I can’t remember how many times I have been to Paris (I do recall the first time was in 1976) but I returned on Tuesday for the first time since autumn 2018. It was, as ever, an enjoyable experience, the journey on Eurostar to the Gare du Nord (see photo of the station on the home page) taking 135 minutes and being way less hassle than flying. But the timing of my trip meant I was arriving in Paris to find it the capital of a much-torn country.

The statue of Marianne, the personal embodiment of France, in the `Place de la Republique, dressed in the colours of Ukraine but in part defaced by anti-Macron graffiti

You will be aware that Emmanuel Macron was elected to serve a second term as President of France last Sunday. He comfortably beat Marine Le Pen, who was invariably and correctly categorised as ‘the Far-Right candidate’, but most commentators suggested he was widely regarded as the least-bad option. The friend with whom I had lunch agreed with that.

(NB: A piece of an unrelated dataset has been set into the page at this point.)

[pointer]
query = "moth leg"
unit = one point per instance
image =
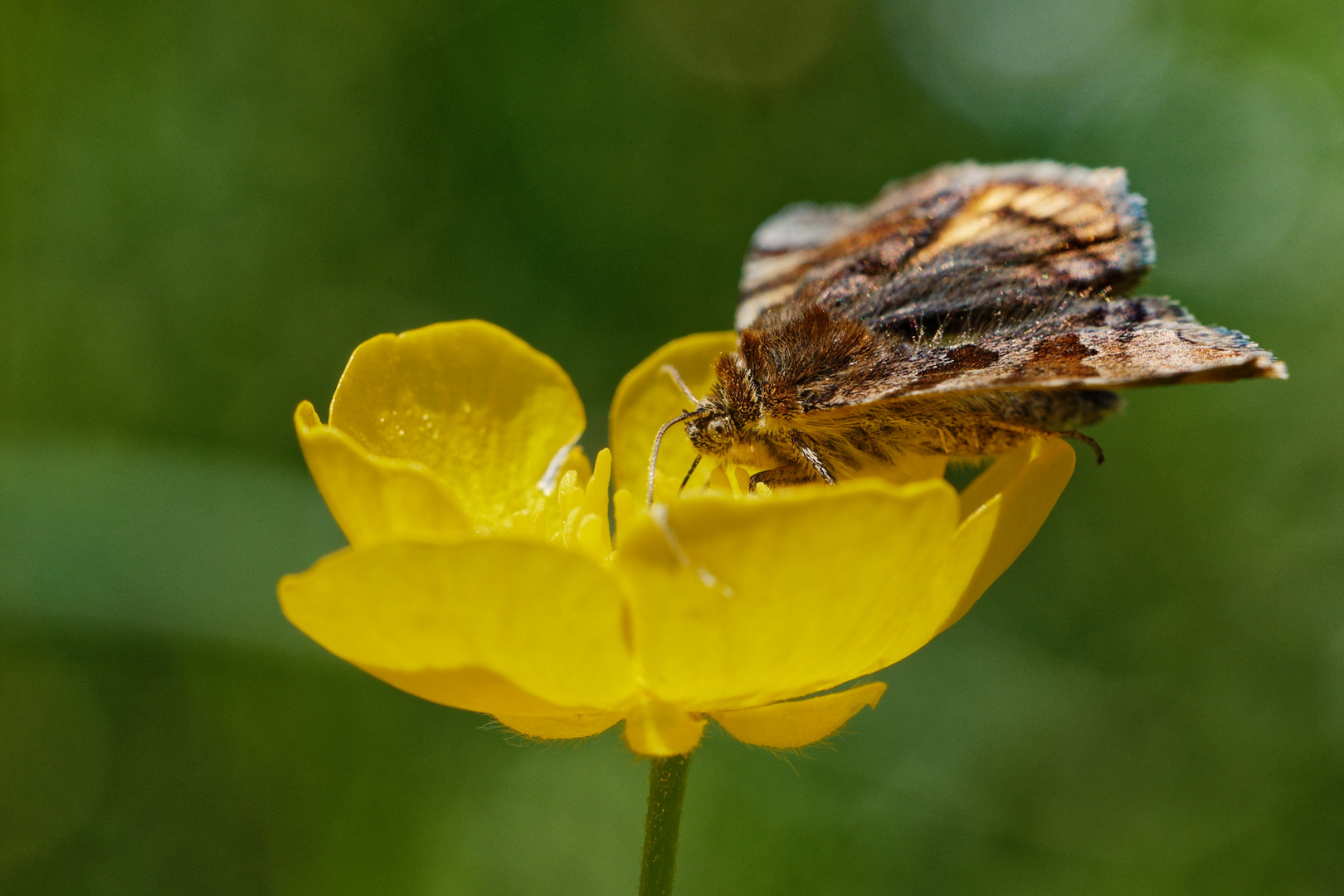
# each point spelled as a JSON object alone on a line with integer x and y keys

Looking towards a lock on the Canal Saint-Martin, which runs through part of the 10th arrondissement in Paris

“This was the first time in my life I did not vote in the second round of the election,” he said. (In the first round he had voted for Valérie Pécresse, the Republican candidate who performed dismally.) “You cannot vote for Le Pen but I cannot support him. I am not in favour of ‘Frexit’ but I do not like that Macron wants France always to be subservient to the European Union. Also that Macron has perfected the art of fence-sitting. He will say something like ‘on the one hand we must reduce our reliance on petrol, but on the other we must realise that some people cannot afford to give that up so easily’.” My friend also disliked that Macron’s victory rally was preceded by the playing of Beethoven’s Ode to Joy, the EU anthem, rather than traditional La Marseillaise.

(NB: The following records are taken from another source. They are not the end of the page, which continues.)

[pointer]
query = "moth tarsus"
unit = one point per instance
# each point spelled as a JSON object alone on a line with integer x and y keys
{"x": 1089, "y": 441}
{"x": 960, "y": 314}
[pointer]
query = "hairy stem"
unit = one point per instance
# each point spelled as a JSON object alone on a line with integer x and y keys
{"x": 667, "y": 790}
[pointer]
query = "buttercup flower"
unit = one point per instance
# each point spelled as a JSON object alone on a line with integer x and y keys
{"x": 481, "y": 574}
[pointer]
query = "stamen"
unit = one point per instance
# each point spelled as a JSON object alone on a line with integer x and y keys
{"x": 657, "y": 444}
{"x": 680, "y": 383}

Diners linger over lunch, enjoying the early spring sunshine, outside a typical Montmartre restaurant

Away from the politics, the Gare du Nord is a terrific location in which to arrive in central Paris, not least because of its proximity to Montmartre. The famous basilica of Sacré Coeur is no more than a 20-minute walk, albeit one that is seriously uphill and involves a lot of stairs, which means that so is the prospect of an agreeable lunch at a local bistro. But back to the politics, again. I asked my friend why the vitriol aimed at Macron by the graffiti-sprayers in the Place de la Republique would be expressed in English (if a misspelt version of it) rather than in French? “I think it’s what we sometime call the Netflix phenomenon,” he replied. “Everyone in France knows what ‘fuck’ means in that context because we’ve heard it said so often on our TV screens, usually with an American accent.”

Gosh, and the French used to get annoyed about people saying “Bon weekend!”